Von Yuriy Stanislavskiy | 15.08.2021, 12:41
Einführung einer einheitlichen Matter-Norm für Smart Home-Geräte auf 2022 verschoben

Der im Mai vorgestellte Matter-Standard hat Project CHIP zu einem potenziellen universellen Standard für alles von vernetzten Glühbirnen bis hin zu intelligenten Schlössern, Kameras und Home Hubs umbenannt.

 Die Zigbee Alliance wurde inConnectivity Standards Alliance umbenannt, um die wachsende Welt der vernetzten Geräte in unseren Haushalten und Büros widerzuspiegeln. Obwohl andere Organisationen bereits ähnliche Versuche unternommen hatten, hatte die CSA zu Beginn mehrere prominente Unterstützer: Amazon, Apple, Google, IKEA, Signify, SmartThings und Comcast waren unter den ersten. Später schlossen sich Lutron, Somfy, NXP, ASSA ABLOY und viele andere dem Projekt an.

Die ansprechendste Idee ist, dass Matter verspricht, verbraucherfreundlich zu sein. Der derzeitige "Zoo" von Herstellern intelligenter Geräte, die von ihnen unterstützten Protokolle und die mangelnde Kompatibilität zwischen ihnen sind außer Kontrolle geraten.

Produkte mit dem Matter-Zeichen auf der Verpackung verpflichten sich dagegen zu vollständiger Kompatibilität untereinander und mit dem Rückgrat Ihres intelligenten Hauses, sei es Siri, Alexa oder Google Assistant.

Die Zertifizierung der Matter-Norm war für Ende 2021 geplant, aber die CSA räumt nun ein, dass dies unrealistisch ist. Stattdessen wird eine "vorläufige" Version der technischen Spezifikation von Matter ausgearbeitet, die in der zweiten Hälfte dieses Jahres fertiggestellt werden soll.

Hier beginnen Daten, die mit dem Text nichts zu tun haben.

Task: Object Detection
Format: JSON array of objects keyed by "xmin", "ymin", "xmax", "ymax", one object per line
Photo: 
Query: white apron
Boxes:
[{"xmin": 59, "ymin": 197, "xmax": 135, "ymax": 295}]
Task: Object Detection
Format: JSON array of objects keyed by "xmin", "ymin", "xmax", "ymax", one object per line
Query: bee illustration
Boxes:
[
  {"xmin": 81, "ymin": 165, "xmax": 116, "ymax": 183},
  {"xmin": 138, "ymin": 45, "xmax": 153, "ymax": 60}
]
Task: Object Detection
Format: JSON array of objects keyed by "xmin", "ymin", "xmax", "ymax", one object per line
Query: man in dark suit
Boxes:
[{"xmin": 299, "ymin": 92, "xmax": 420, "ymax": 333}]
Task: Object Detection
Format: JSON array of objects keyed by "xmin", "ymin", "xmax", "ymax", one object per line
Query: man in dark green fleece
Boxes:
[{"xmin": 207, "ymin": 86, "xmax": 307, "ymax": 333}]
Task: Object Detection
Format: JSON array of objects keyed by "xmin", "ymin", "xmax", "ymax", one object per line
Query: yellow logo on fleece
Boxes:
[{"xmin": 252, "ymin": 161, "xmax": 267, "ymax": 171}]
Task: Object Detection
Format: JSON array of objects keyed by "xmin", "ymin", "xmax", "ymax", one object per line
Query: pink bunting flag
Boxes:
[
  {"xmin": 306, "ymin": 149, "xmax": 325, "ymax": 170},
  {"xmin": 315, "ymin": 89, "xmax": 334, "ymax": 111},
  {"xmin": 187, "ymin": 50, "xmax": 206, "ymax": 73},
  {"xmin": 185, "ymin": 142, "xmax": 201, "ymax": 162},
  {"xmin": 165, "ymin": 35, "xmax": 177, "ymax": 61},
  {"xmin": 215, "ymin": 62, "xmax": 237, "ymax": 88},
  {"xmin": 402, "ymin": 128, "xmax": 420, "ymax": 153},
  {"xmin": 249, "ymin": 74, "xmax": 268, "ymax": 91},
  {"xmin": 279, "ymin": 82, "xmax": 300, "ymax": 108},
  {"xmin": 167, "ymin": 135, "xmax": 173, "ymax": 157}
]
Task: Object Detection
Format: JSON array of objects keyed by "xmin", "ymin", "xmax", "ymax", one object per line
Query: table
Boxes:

Zu den Gründen für die Verzögerung gehören die schiere Anzahl der Hersteller, die sich an der Initiative beteiligen, sowie die Schwierigkeit, eine wirklich einheitliche Norm zu entwickeln. Die Autoren hoffen, dass die ersten Geräte, die das neue SDK unterstützen, bis Mitte 2022 zur Verfügung stehen werden.